Vector Autoregressive Models With Measurement Errors for Testing Ganger Causality
Alexandre G. Patriota, Joao R. Sato, Betsabe G. Blas

TL;DR
This paper introduces a new method for estimating VAR model parameters with measurement errors, enabling reliable Granger causality testing even with noisy data, demonstrated through simulations and fMRI data analysis.
Contribution
It provides a non-iterative, consistent estimation approach for VAR models with measurement errors, addressing unidentifiability issues in Granger causality testing.
Findings
Empirical false positive rates are close to nominal levels.
Method performs well even with small samples.

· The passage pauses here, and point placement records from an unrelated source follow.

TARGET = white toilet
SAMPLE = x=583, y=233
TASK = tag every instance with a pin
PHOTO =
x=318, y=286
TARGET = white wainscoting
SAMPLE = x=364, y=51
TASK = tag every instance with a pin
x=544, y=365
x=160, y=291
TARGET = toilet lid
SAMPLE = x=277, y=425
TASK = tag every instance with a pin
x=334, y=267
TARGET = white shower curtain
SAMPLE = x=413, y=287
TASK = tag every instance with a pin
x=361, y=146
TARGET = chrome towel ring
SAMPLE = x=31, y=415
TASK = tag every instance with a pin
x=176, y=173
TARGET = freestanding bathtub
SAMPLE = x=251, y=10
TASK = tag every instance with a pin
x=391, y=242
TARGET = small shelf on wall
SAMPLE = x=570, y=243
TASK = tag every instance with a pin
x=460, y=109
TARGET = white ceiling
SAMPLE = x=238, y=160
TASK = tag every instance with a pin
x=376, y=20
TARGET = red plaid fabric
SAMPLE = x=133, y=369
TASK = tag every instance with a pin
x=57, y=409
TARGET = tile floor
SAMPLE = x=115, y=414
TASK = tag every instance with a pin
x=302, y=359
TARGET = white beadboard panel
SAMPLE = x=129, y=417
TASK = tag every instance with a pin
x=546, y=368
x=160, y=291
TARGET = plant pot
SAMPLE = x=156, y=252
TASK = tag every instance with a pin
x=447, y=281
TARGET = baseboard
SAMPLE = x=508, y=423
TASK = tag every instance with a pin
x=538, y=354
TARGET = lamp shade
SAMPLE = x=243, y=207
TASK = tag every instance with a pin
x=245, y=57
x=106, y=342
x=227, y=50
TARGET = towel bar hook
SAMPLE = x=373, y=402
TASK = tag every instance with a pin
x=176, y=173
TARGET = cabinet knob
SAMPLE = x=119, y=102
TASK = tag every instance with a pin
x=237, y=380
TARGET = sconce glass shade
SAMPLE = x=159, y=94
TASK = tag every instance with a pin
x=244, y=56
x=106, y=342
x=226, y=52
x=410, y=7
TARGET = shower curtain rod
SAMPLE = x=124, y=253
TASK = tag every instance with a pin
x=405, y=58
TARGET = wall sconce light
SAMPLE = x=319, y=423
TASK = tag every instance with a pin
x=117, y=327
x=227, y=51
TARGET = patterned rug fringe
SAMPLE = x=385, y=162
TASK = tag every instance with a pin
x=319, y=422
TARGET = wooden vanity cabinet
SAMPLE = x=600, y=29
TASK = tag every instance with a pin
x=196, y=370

Effective in real fMRI data analysis.
Abstract
This paper develops a method for estimating parameters of a vector autoregression (VAR) observed in white noise. The estimation method assumes the noise variance matrix is known and does not require any iterative process. This study provides consistent estimators and shows the asymptotic distribution of the parameters required for conducting tests of Granger causality. Methods in the existing statistical literature cannot be used for testing Granger causality, since under the null hypothesis the model becomes unidentifiable. Measurement error effects on parameter estimates were evaluated by using computational simulations. The results show that the proposed approach produces empirical false positive rates close to the adopted nominal level (even for small samples) and has a good performance around the null hypothesis. The applicability and usefulness of the proposed approach are…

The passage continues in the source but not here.